E.g. for std::string str("\0ab", 3), str[0] == '\0' but str.empty() is false.
Besides, str.empty() is more readable than str[0] == '\0'.
Other answers here are 100% correct. I just want to add three more notes:
empty is generic (every STL container implements this function) while operator [] with size_t only works with string objects and array-like containers. when dealing with generic STL code, empty is preferred.
also, empty is pretty much self explanatory while =='\0' is not very much.
when it's 2AM and you debug your code, would you prefer see if(str.empty()) or if(str[0] == '\0')?
if only functionality matters, we would all write in vanilla assembly.
there is also a performance penalty involved. empty is usually implemented by comparing the size member of the string to zero, which is very cheap, easy to inline etc. comparing against the first character might be more heavy. first of all, since all strings implement short string optimization, the program first has to ask if the string is in "short mode" or "long mode". branching - worse performance. if the string is long, dereferencing it may be costly if the string was "ignored" for some time and the dereference itself may cause a cache-fault which is costly.
empty() is not implemented as looking for the existence of a null character at position 0, its simply
bool empty() const
{
return size() == 0 ;
}
Which could be different
Also, beware of the functions you'll use if you use C++ 11 or later version:
#include <iostream>
#include <cstring>
int main() {
std::string str("\0ab", 3);
std::cout << "The size of str is " << str.size() << " bytes.\n";
std::cout << "The size of str is " << str.length() << " long.\n";
std::cout << "The size of str is " << std::strlen(str.c_str()) << " long.\n";
return 0;
}
will return
The size of str is 3 bytes.
The size of str is 3 long.
The size of str is 0 long.
You want to know the difference between str.empty() and str[0] == '\0'. Lets follow the example:
#include<iostream>
#include<string>
using namespace std;
int main(){
string str, str2; //both string is empty
str2 = "values"; //assigning a value to 'str2' string
str2[0] = '\0'; //assigning '\0' to str2[0], to make sure i have '\0' at 0 index
if(str.empty()) cout << "str is empty" << endl;
else cout << "str contains: " << str << endl;
if(str2.empty()) cout << "str2 is empty" << endl;
else cout << "str2 contains: " << str2 << endl;
return 0;
}
Output:
str is empty
str2 contains: alues
str.empty() will let you know the string is empty or not and str[0] == '\0' will let you know your strings 0 index contains '\0' or not. Your string variables 0 index contains '\0' doesn't mean that your string is empty. Yes, only once it can be possible when your string length is 1 and your string variables 0 index contains '\0'. That time you can say that, its an empty string.
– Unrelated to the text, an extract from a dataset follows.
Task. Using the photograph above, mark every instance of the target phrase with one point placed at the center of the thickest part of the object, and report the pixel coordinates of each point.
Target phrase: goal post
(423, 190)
C++ string has the concept of whether it is empty or not. If the string is empty then str[0] is undefined. Only if C++ string has size >1, str[0] is defined.
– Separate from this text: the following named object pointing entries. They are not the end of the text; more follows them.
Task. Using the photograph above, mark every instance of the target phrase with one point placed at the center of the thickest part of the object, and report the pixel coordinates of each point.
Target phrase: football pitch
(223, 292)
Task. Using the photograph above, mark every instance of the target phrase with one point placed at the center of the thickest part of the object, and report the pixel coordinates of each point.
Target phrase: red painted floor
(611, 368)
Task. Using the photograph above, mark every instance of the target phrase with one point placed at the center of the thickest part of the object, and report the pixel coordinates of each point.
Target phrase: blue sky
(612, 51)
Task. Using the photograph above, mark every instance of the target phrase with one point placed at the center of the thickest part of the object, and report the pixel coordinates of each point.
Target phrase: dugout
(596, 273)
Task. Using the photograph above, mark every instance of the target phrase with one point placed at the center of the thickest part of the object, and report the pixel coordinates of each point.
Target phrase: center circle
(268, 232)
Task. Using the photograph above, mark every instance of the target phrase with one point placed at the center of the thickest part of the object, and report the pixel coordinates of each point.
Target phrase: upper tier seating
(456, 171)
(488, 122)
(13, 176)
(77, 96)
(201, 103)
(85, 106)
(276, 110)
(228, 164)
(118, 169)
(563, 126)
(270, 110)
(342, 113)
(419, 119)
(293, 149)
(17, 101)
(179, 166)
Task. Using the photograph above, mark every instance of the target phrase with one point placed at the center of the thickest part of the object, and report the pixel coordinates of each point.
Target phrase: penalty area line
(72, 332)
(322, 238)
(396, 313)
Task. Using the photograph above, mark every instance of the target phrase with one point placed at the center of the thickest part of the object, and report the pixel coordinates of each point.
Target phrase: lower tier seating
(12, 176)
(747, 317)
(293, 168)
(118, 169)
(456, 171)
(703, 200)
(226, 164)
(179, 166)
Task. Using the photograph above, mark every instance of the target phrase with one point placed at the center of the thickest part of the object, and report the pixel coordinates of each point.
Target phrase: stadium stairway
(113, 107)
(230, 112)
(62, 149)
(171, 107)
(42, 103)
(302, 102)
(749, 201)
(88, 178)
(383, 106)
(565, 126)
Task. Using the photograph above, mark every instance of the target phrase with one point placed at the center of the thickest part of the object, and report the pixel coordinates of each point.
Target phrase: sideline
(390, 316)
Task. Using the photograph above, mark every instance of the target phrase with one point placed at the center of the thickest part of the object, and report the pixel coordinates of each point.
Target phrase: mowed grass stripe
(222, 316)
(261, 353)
str[i] == '\0' is a concept of the C-string style. In the implementation of C-string, the last character of the string is '\0' to mark the end of a C-string.
For C-string you usually have to 'remember' the length of your string with a separate variable. In C++ String you can assign any position with '\0'.
Just a code segment to play with:
#include <iostream>
#include <string>
using namespace std;
int main(int argc, char* argv[]) {
char str[5] = "abc";
cout << str << " length: " << strlen(str) << endl;
cout << "char at 4th position: " << str[3] << "|" << endl;
cout << "char at 5th position: " << str[4] << "|" << endl;
str[4]='X'; // this is OK, since Cstring is just an array of char!
cout << "char at 5th position after assignment: " << str[4] << "|" << endl;
string cppstr("abc");
cppstr.resize(3);
cout << "cppstr: " << cppstr << " length: " << cppstr.length() << endl;
cout << "char at 4th position:" << cppstr[3] << endl;
cout << "char at 401th positon:" << cppstr[400] << endl;
// you should be getting segmentation fault in the
// above two lines! But this may not happen every time.
cppstr[0] = '\0';
str[0] = '\0';
cout << "After zero the first char. Cstring: " << str << " length: " << strlen(str) << " | C++String: " << cppstr << " length: " << cppstr.length() << endl;
return 0;
}
On my machine the output:
abc length: 3
char at 4th position: |
char at 5th position: |
char at 5th position after assignment: X|
cppstr: abc length: 3
char at 4th position:
char at 401th positon:?
After zero the first char. Cstring: length: 0 | C++String: bc length: 3

calculate string length excluding the null character without using library functions in c++?

I am a c++ beginner and I am struggling to produce a program for the following assignment:
Create a project called “StringLength”. The main program should include a function (called findStringLength) which will calculate the length of a string (that is, the number of characters in the string, excluding the terminating null character).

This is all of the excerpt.